The goal of this exercise is to exercise spark batch processing skills in a machine learning context.  

I'll be building a sentiment analysis model using TF/IDF features and a logistic regression model.  

Much thanks to [Ricky Kim](https://towardsdatascience.com/@rickykim78?source=post_page---------------------------) whose [Medium Post ](https://towardsdatascience.com/sentiment-analysis-with-pyspark-bc8e83f80c35) on this topic was extremely useful and easy to follow. 

This notebook is designed to work on google colab. 

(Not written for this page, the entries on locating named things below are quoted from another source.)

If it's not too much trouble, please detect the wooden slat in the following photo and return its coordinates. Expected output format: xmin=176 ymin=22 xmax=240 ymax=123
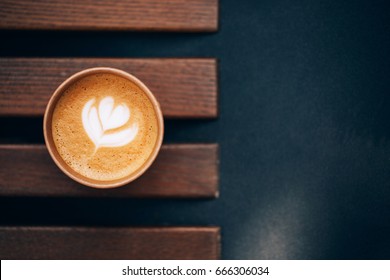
xmin=0 ymin=144 xmax=218 ymax=198
xmin=0 ymin=58 xmax=218 ymax=118
xmin=0 ymin=227 xmax=220 ymax=260
xmin=0 ymin=0 xmax=218 ymax=32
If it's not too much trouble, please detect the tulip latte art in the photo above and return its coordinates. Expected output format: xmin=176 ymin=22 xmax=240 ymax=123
xmin=52 ymin=74 xmax=159 ymax=181
xmin=82 ymin=96 xmax=138 ymax=149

Here are the basic gottadoit's for any spark-on-colab notebook.

In [3]:
#install spark
!apt-get install openjdk-8-jdk-headless -qq > /dev/null
!wget -q https://www-us.apache.org/dist/spark/spark-2.4.3/spark-2.4.3-bin-hadoop2.7.tgz
!tar xf spark-2.4.3-bin-hadoop2.7.tgz

# Install spark-related depdencies for Python
!pip install -q findspark
!pip install pyspark

# Set up required environment variables
import os
os.environ["JAVA_HOME"] = "/usr/lib/jvm/java-8-openjdk-amd64"
os.environ["SPARK_HOME"] = "/content/spark-2.4.3-bin-hadoop2.7"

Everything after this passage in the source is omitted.